Do dark vinyl decks get too hot?

Yes, in direct sun. A dark grey or near-black surface can reach 60°C (140°F) on a 30°C summer day, which is too hot for bare feet and pet paws. If your balcony gets afternoon sun, pick a medium-to-light tone or plan to wear shoes in summer.

Does vinyl decking fade?

All vinyl decking fades over time. UV-stable PVC slows it down, but ten years of direct sun shows visible change. Tweed and granite patterns hide fade better than solids or saturated colours. South-facing decks fade fastest.

Will I see the seams in a vinyl deck?

It depends on the pattern. On tweed and granite patterns, seams nearly disappear at three feet. On plank-look patterns, seams are obvious unless the installer carefully matches the wood grain at each panel join. On solid colours, seams are always visible.

How many colours does vinyl decking come in?

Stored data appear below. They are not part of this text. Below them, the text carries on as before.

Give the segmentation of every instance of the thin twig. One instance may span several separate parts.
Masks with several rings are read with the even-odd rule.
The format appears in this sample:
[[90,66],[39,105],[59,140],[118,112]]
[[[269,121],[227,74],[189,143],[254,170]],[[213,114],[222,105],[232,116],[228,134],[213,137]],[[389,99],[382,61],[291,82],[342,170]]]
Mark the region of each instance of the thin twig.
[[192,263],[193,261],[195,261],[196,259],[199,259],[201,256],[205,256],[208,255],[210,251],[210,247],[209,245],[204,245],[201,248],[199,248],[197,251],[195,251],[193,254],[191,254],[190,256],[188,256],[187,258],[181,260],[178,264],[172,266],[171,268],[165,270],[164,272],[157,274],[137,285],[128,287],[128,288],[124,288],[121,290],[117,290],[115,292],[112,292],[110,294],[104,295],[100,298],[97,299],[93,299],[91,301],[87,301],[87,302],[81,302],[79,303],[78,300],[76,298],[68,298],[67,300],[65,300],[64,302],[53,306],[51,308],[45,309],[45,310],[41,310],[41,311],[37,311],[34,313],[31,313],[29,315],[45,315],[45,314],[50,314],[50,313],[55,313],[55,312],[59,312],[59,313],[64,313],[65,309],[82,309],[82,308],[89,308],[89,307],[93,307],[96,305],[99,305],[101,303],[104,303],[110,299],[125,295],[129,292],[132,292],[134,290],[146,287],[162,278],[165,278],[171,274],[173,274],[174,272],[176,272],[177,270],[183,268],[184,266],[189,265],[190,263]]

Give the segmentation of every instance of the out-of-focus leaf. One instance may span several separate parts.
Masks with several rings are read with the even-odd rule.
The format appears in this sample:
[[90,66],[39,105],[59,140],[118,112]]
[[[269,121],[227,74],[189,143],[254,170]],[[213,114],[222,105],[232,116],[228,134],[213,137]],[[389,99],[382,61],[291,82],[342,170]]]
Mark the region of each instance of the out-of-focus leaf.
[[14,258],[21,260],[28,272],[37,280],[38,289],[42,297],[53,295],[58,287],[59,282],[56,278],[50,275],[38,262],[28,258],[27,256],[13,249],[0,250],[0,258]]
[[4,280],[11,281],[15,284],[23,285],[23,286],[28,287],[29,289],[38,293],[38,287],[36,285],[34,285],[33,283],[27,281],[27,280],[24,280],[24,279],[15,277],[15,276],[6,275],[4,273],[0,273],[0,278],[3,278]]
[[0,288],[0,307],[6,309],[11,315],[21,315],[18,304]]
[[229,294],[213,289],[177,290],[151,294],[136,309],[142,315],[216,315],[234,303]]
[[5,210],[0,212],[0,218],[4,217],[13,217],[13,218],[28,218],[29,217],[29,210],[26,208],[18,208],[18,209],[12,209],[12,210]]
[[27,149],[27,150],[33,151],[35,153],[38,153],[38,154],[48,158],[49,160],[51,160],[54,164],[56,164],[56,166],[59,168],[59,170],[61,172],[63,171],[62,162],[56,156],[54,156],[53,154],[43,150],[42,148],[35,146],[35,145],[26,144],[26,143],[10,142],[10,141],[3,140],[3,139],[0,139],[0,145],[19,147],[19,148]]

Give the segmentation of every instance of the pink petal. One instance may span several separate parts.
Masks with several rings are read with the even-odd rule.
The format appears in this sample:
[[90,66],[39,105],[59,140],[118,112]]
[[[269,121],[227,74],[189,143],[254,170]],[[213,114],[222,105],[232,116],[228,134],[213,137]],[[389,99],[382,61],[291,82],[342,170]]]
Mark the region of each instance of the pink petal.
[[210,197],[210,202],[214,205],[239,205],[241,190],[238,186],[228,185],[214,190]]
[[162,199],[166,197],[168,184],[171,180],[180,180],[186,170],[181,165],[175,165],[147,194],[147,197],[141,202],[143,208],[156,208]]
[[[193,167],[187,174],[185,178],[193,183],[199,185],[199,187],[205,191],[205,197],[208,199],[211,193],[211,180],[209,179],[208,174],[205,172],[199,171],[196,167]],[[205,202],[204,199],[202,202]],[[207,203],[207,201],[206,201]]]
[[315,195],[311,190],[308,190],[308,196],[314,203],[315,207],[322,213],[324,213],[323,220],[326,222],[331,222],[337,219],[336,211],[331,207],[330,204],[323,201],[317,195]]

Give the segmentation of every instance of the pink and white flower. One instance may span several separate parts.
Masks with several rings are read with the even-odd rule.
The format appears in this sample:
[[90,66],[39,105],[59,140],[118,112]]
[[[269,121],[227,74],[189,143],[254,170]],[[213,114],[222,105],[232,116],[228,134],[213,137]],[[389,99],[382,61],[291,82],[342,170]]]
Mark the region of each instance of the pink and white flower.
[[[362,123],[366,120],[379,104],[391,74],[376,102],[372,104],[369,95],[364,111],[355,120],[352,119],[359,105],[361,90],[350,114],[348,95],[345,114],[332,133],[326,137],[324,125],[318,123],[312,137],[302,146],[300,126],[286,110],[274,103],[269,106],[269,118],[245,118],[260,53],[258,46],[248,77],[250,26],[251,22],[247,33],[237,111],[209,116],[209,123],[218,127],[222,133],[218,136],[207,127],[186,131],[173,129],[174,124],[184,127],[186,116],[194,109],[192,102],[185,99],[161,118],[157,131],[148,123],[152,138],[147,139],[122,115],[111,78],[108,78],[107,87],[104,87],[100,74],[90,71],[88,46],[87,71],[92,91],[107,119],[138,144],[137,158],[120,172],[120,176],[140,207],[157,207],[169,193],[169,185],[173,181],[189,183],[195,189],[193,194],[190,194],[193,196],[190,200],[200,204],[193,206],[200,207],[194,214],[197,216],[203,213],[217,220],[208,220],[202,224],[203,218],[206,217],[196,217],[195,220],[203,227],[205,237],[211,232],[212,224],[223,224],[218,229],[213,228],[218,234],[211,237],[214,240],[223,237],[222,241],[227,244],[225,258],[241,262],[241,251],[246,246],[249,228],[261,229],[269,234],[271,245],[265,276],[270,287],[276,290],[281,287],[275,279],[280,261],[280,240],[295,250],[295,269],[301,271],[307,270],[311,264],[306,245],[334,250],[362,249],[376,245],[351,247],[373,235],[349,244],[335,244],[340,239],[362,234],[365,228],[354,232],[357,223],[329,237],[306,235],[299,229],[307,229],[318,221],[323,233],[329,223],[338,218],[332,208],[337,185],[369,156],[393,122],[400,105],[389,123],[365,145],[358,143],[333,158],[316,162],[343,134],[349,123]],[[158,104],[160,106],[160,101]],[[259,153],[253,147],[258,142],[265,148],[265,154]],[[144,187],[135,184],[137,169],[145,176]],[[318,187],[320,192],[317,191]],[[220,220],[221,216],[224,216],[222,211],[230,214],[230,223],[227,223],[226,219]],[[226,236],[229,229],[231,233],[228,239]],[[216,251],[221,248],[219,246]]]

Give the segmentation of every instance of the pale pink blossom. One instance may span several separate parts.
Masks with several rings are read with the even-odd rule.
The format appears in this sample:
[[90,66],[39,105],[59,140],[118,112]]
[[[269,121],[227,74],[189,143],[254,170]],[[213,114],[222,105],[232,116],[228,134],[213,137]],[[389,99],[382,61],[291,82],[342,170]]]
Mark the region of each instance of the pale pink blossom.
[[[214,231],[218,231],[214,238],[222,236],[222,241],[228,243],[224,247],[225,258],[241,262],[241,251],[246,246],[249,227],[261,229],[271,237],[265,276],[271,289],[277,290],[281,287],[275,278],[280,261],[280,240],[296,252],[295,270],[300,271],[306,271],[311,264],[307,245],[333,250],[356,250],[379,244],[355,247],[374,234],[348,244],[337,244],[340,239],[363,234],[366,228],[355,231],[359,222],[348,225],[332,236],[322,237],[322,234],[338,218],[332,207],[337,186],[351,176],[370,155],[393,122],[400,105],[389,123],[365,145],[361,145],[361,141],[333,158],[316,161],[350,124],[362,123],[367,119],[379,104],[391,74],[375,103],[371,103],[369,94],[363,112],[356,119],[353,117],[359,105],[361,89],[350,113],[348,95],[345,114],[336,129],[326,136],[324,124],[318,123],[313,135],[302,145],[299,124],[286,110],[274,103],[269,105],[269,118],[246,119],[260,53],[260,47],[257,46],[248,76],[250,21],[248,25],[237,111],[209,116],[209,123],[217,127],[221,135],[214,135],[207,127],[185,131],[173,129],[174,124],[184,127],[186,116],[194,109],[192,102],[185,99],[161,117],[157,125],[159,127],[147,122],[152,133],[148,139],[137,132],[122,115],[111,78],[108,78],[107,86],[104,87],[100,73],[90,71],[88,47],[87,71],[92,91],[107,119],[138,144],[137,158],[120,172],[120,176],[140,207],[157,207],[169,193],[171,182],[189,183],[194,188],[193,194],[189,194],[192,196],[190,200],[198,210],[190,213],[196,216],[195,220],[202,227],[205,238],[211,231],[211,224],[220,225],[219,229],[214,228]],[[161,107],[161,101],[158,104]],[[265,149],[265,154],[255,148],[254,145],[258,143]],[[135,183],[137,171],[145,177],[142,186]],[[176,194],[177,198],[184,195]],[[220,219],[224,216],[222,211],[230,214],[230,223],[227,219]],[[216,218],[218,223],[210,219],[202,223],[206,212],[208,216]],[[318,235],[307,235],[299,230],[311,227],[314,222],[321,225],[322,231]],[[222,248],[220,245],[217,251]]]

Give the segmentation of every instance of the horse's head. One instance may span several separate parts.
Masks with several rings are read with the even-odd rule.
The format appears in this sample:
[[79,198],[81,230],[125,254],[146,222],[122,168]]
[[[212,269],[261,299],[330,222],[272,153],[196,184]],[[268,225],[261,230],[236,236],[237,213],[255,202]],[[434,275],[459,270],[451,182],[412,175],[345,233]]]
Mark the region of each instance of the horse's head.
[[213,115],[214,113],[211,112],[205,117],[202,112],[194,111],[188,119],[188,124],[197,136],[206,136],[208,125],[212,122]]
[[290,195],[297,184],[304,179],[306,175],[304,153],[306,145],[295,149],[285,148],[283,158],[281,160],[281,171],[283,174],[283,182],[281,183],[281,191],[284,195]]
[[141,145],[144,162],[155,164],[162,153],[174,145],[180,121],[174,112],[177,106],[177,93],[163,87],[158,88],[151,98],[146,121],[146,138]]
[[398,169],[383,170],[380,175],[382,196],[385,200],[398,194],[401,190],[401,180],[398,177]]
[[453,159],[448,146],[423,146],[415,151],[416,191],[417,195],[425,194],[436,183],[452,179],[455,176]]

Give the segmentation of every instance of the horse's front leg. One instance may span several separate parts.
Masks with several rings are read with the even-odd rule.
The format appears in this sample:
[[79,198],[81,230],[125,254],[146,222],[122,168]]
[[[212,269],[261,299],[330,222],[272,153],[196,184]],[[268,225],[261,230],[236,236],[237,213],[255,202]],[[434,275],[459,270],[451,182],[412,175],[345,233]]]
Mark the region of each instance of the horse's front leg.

Most major brands offer 14 to 20 named patterns, each combining a base colour, a print pattern, and a surface texture. Duradek has the largest catalogue. Smaller brands stick to 8 to 12 options. Across the industry, you're choosing within plank-look, tweed or granite, stone-look, or solid families.

Can vinyl decking match real wood?

It can mimic wood from a few feet away. Up close, plank-look vinyl reads as printed pattern rather than grain. The advantage over real wood is that it's waterproof and doesn't need staining. The trade is that the wood look is a print, not a material.

Bottom line

Pick the pattern family first. For most balcony or rooftop installs, that means tweed or granite. They age best, hide seams, and don't get punishingly hot in summer. Then pick a mid-tone colour within that family that works with the adjacent surfaces. Get physical samples. Look at them outside, in your light, next to your house.

If you're still working through the brand-level decision, my scored reviews cover what's on the market and how I score each brand against the six criteria. If you've narrowed down to a brand, ask their dealer for a sample of every pattern they actually have in stock. Don't pick from the catalogue page alone.